Foreigners living in Argentina will soon discover the importance of Día del Amigo (Friend’s Day) if in the country on July 20.
While not an official public holiday, Día del Amigo is a quintessential Argentine celebration. It is a important day to send messages and meet up with close friends — and the holiday cranks up even more if it falls on a weekend night.
In most major cities such as Buenos Aires, Rosario, Cordoba and La Plata the bars and clubs are packed to the gills with old friends having drinks, catching up with each other and proclaiming their friendship in drunken sing-alongs. In Argentina the phone lines often go haywire on Friend Day due to the volume of calls and messages whizzing around the country.
Reaching out to friends is almost seen as obligatory on Friend’s Day and not doing so can be seen as a rebuff.
How Día del Amigo Began
This young Argentine holiday was born from a somewhat off-the wall moment of inspiration that came to Enrique Ernesto Febbraro while he watched the first Apollo 11 moon landing. Febbraro was an Argentine dentist, psychology professor and prominent Freemason, and one of his heroes was the astronaut Edwin ‘Buzz’ Aldrin, also a Freemason.
It was July 20, 1969 — as he watched the first men land on the moon on that Febbraro got inspired to try to connect with people around the world through a letter writing campaign. Febbraro said at the time, “I experienced the moon landing as a gesture of friendship towards the universe and at the same time I told myself that a town of friends would be an unbeatable nation. Then it was decided: 20th of July is the chosen day!” He sent out 1,000 letters to over 100 countries around the world in an effort to establish July 20 as Friend’s Day and was surprised to receive 700 letters in return.
Friendship Day Around the World
From 1972, when Buenos Aires Province officially enacted the holiday, Friendship Day has been celebrated on July 20 in Argentina.

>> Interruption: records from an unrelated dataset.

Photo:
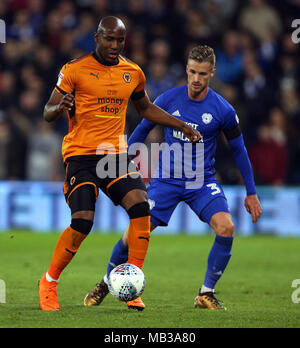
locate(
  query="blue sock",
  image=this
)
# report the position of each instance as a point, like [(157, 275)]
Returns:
[(119, 255), (218, 259)]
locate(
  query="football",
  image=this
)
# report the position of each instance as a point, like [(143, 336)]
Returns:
[(126, 282)]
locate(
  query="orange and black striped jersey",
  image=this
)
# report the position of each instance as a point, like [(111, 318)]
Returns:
[(102, 93)]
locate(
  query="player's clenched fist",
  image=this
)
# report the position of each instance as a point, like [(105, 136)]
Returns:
[(192, 134), (66, 103)]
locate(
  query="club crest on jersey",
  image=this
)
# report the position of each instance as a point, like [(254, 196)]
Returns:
[(207, 118), (127, 77), (151, 203)]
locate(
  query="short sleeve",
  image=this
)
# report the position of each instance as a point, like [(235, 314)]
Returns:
[(66, 79), (139, 91)]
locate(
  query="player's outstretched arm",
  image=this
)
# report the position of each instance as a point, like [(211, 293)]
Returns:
[(241, 157), (57, 105), (155, 114)]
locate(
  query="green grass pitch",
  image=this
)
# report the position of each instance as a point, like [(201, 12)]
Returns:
[(256, 287)]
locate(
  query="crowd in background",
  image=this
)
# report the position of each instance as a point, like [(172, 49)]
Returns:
[(257, 72)]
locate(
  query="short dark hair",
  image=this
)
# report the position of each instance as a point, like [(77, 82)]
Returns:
[(203, 53)]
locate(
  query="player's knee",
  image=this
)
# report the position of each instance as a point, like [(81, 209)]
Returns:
[(82, 225), (139, 210), (225, 228)]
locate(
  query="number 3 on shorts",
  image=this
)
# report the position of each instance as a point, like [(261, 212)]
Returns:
[(214, 188)]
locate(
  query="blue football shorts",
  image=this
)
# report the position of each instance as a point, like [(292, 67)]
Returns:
[(164, 196)]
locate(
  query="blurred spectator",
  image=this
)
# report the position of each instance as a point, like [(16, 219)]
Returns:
[(43, 154), (158, 79), (230, 59), (258, 71), (268, 158), (260, 19)]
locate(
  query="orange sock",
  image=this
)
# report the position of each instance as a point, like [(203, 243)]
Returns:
[(66, 248), (138, 240)]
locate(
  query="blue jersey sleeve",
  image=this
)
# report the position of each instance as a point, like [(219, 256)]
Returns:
[(141, 132)]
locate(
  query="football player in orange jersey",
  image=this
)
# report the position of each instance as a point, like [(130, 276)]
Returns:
[(94, 91)]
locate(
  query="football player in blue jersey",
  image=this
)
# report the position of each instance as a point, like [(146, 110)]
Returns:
[(197, 105)]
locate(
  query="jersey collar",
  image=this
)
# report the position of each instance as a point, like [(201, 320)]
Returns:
[(102, 62)]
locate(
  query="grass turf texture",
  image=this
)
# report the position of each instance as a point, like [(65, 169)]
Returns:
[(256, 287)]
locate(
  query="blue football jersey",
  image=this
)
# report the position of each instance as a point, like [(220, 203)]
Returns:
[(209, 116)]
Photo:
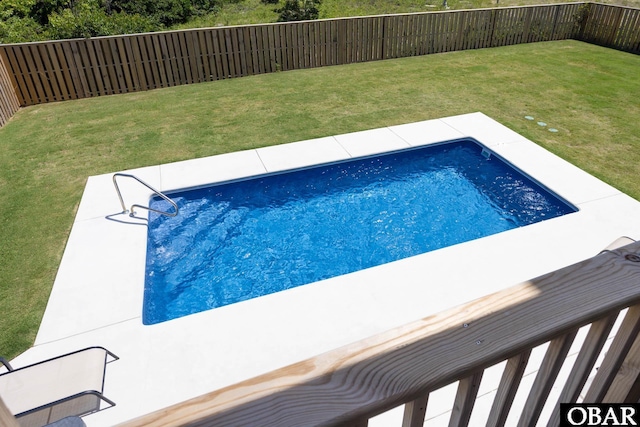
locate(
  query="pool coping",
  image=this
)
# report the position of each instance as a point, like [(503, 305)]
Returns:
[(97, 295)]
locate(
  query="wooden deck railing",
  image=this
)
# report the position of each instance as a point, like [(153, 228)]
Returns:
[(403, 366)]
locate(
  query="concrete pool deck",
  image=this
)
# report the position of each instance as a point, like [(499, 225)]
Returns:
[(97, 295)]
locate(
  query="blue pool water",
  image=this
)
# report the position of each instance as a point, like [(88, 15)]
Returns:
[(244, 239)]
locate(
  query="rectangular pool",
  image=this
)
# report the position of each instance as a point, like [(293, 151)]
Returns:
[(243, 239)]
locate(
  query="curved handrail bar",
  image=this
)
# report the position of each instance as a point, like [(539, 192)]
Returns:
[(131, 211)]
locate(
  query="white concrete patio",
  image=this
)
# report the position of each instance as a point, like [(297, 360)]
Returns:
[(97, 295)]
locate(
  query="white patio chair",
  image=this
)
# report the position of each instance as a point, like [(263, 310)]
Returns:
[(70, 385)]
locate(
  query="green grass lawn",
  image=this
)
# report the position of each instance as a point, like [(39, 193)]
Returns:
[(590, 94)]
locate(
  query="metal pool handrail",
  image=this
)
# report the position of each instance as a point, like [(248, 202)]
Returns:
[(157, 192)]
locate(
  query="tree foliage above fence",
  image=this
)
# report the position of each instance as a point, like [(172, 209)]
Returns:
[(36, 20)]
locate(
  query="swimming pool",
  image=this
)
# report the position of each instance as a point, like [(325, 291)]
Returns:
[(240, 240), (97, 297)]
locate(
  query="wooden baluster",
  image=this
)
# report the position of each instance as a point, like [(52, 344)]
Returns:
[(547, 374), (415, 411), (591, 348), (465, 399), (615, 357), (507, 389)]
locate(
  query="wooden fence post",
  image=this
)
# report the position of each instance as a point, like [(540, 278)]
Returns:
[(9, 102)]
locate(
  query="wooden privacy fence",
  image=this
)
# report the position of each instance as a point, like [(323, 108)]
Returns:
[(349, 385), (80, 68), (9, 103)]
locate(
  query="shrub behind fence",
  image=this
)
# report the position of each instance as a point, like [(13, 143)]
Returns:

Neighboring Brazil, Chile and Uruguay celebrate it on the same day. Now some in Argentina some are lobbying to move it to July 19, to mark the death of cartoonist Roberto Fontanarrosa.
Other countries celebrate Friendship Day on different days, even within South America.
Peru comes out as the most logical, celebrating it on the first Saturday of July, so no one shows up hungover at work. In Bolivia, it is celebrated on the 23rd of July. In Mexico, Ecuador and Venezuela Día del Amigo is celebrated on the same day, or, instead of, Día de los Enamorados (Valentine’s Day). Spain is the only country in Europe that celebrates Friendship Day on July 20.
In the USA and India, and mostly for online marketing purposes (as intended by the Hallmark greeting card company), Friendship Day is celebrated on the first Sunday of August.
Although Argentina gets the credit for being the inventor of Friend’s Day, Argentina’s neighbor Paraguay is where the concept of Día de la Amistad (Friendship Day) was first conceived in 1958. Dr. Ramon Artemio Bracho came up with the idea during a social gathering in the north of the country. From that he went on to set up the Cruzada mundial de la amistad (World Friendship Crusade), an international civic organization focused on fostering friendship worldwide. And while Bracho did originally come up with the idea on July 20 (the day Argentina celebrates Día del Amigo) the group decided that July 30 should be Friendship Day.
Despite the fact that Argentina is the country that most celebrates Friendship Day and does so on July 20, on 2011, the General Assembly of the United Nations declared July 30 to be International Friendship Day.
Celebrating Día del Amigo
Día del Amigo is a big deal for young people in Argentina, and it is estimated 80% of the younger generation celebrate the day. The older generation doesn’t celebrate the day with the same enthusiasm however.
“Since I’m an oldie, I usually don’t do anything (on Día del Amigo), even though I have many friends,” says Maria Teresa Vago, a retired business owner who lives in Buenos Aires. “Friend’s Day just didn’t exist in my youth, so I just send greetings to my friends. What a bore!”
It’s not unusual for young newcomers living and working in Argentina to feel left out on Día del Amigo. Argentines can be insular in their friendship circles and usually spend the day with their lifelong — often high school — friends. Girlfriends and boyfriends, who are usually priority number one (aside from parents) are generally not included in the celebrations, so foreigners who have an Argentine significant other may find that their mate is heading out alone to hang out with friends for the evening.
Since foreigners find themselves lower on the friendship totem pole in regards to Argentines, some foreigners living in Argentina arrange gatherings with each other, often at ‘expat’-owned bars. Alternately they can stay home practicing their Argentine Spanish in the hope they have good enough friends to celebrate with next year.